Sosyal medyayı tehlikeli bir odak olarak gören iktidar, globalleşen dünyadan izole bir ülke oluşturmak için bu alana da yasaklar getirdi. Zaten tedirgin olunan bu alan iyice dikenli bahçeye döndü. Cumhurbaşkanına hakaret için özel yasa çıkarılan bir ülkede bu nedenle astronomik dava sayıları kaçınılmaz hale geldi ve mahkumiyetler çok arttı.”

“Dokunulmazlığı olan bir milletvekili olarak birçok basın açıklamasında fiili polis darbına maruz kaldım”
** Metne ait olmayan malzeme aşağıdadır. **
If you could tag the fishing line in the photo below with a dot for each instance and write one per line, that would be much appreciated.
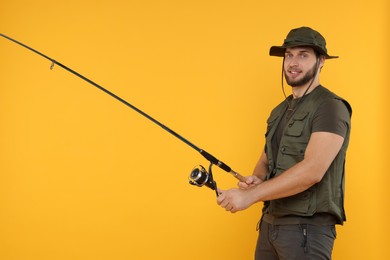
(198, 176)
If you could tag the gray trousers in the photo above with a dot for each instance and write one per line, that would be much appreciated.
(289, 242)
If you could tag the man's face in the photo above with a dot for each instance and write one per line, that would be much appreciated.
(299, 66)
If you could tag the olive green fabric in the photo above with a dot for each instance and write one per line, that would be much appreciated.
(303, 36)
(326, 196)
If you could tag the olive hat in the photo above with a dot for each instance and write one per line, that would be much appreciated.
(303, 36)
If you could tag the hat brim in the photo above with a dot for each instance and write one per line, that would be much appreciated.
(280, 50)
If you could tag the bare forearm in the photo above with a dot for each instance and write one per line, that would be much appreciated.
(291, 182)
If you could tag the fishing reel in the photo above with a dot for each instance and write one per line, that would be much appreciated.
(200, 177)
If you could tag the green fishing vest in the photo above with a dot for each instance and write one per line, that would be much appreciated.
(327, 196)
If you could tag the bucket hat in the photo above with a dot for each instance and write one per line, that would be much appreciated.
(303, 36)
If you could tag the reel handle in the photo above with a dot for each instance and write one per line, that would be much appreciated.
(237, 176)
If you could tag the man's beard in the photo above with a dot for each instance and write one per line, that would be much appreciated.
(304, 80)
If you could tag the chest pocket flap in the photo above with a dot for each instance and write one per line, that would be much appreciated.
(296, 125)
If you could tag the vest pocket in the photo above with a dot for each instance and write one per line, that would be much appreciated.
(296, 125)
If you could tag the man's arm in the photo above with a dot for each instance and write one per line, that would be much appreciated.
(322, 148)
(259, 173)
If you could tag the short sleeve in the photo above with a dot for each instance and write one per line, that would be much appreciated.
(332, 116)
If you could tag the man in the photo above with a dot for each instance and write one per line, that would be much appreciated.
(300, 173)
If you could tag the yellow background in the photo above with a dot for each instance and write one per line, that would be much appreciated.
(84, 177)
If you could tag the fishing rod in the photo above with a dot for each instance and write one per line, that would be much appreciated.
(199, 176)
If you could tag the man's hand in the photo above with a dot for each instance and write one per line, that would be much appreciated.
(233, 200)
(250, 181)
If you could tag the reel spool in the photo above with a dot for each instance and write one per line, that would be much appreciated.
(200, 177)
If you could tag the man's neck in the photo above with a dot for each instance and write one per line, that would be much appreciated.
(299, 91)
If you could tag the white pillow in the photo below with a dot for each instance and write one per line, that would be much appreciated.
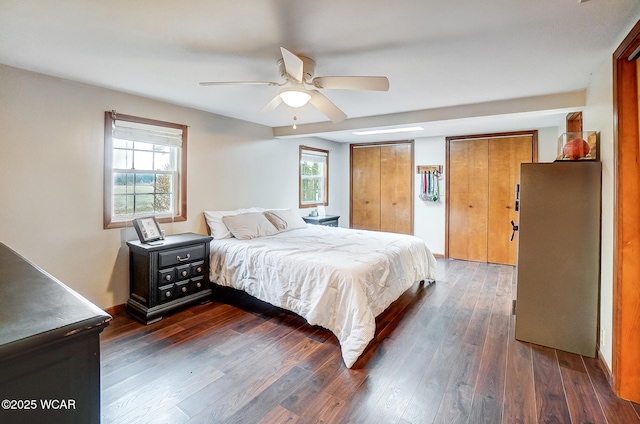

“İfade özgürlüğünün ne durumda olduğuna dair binlerce örnek verilebilir ama buna sayfalar yetmez. Yaşadığım ve bana gelen olaylardan örnekler sunayım. Bir parti toplantımızda genel başkanımızın konuşmasını hiç konuşmadan dinlediğim halde TBMM’ye hakkımda bir fezleke gelmişti. Fezleke, örgüt propagandası yapıldığını iddia eden konuşmaya sessiz kalarak örgüt propagandası yaptığımı(!) ileri sürerek yargılanmamı istiyordu. İfade özgürlüğünün ne kadar kötü durumda olduğunu anlatmaya gerek yok sanırım. İfade kullanmadığınız halde bile bir milletvekili olarak propaganda yapmakla suçlandığınız bir ülkenin ne hale geldiğini düşünün. Hakkımda Ankara Cumhuriyet Başsavcılığının düzenlediği bir başka fezleke ise Covid-19’lu bir hasta mahpusun hastaneye yatmasını kamuoyuna bildirdiğim içindi. Daha sonra Covid-19’dan ölen kişi için bir açıklama yapmayan yetkililer fezlekeyi iptal etmedi. Savcı hakkında suç uydurmaktan suç duyurusunda bulundum ama kaderimi yaşayan daha çok gazeteci vardı. Çünkü iktidar, pandemi başlangıcından beri kamuoyuna yalan, yanlış bilgiler veriyordu ve gerçeğin ortaya çıkmasına karşı aşırı hassastı. Yine ifade özgürlüğüyle ilgili çok saygın yazarlar tarafından oluşturulmuş bir kitabın Diyarbakır cezaevine alınmaması örneği çarpıcı bir örnektir. Aralarında ülkenin Anayasa mahkemesi başkanı Zühtü Arslan’ın da olduğu saygın insan hakları hukukçuları ve bilim insanlarının olduğu “İfade özgürlüğü” kitabı yasal satış statüsüne sahip bandrollü ve bir dönem el üstünde tutulan bir kitap olmasına rağmen OHAL döneminde Diyarbakır cezaevine alınmamıştır. Bana mahpusların yaptığı bir başvurudan haberimin olduğu bu engellemenin gerekçesi ise daha akıl almaz ve ifade özgürlüğünün ne halde olduğunu gösterir mahiyetteydi. Hapishane idaresi idari gerekçelerle saygın bir kitabın örgüt propagandası yaptığına karar vermişti, kendisini Yargı yerine koyan idarenin bu kararı da çok çarpıcı bir kötü örnekti. Dokunulmazlığı olan bir milletvekili olarak birçok basın açıklamasında fiili polis darbına maruz kaldım. Hem ben hem de partimdeki bir çok milletvekili bu kaderi yaşadı. Çünkü en korkulan ifadenin özgürleşmesiydi.

İfade ve medya özgürlüğünün en kötü örneklerinin yaşandığı bu dönemi kelimeler anlatmakla bitiremez. İfadelerimize daha çok sahip çıkarak ve daha çok güçlü kılarak ancak bu baskıdan kurtulabileceğiz.”